Anstatt auf kommerzielles Fertigfutter wie Pellets zurückzugreifen, bietet man bei der naturnahen Ernährung eine artenreiche Mischung aus verschiedenen Sämereien an, die von Wildchinchillas in sehr geringer Menge und je nach Saison in der Natur auch verspeist werden.

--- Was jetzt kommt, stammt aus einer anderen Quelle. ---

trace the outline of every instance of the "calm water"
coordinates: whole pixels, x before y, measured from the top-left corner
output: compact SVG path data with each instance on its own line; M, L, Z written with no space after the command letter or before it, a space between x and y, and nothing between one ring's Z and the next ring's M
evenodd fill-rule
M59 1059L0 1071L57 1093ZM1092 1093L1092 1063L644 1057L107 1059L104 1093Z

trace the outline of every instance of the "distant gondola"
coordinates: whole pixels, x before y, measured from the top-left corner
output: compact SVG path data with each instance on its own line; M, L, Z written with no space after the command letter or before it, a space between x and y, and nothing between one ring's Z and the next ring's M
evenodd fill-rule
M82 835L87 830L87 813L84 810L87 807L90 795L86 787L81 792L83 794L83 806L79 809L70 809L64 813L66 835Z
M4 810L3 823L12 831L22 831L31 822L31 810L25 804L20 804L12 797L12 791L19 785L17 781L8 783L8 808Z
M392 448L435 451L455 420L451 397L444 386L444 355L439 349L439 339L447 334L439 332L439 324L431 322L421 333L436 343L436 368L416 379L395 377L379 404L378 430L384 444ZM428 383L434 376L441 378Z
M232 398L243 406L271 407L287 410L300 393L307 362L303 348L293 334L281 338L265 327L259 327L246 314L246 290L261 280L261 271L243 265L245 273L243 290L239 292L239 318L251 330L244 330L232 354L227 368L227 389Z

Den Fokus legt man beim Mischen auf weichere Ölsamen (Sonnenblumen-, Kürbis-, Gurken-, Melonenkerne, Lein, Fenchel, Anis, Kümmel, Flosamen) sowie gut verträgliche, ebenfalls weichere Mehlsaaten wie Feingrassamen (Lieschgras, Knaulgras, Rispengras) oder Amarant. Auf Getreidekörner sollte man hingegen unbedingt verzichten.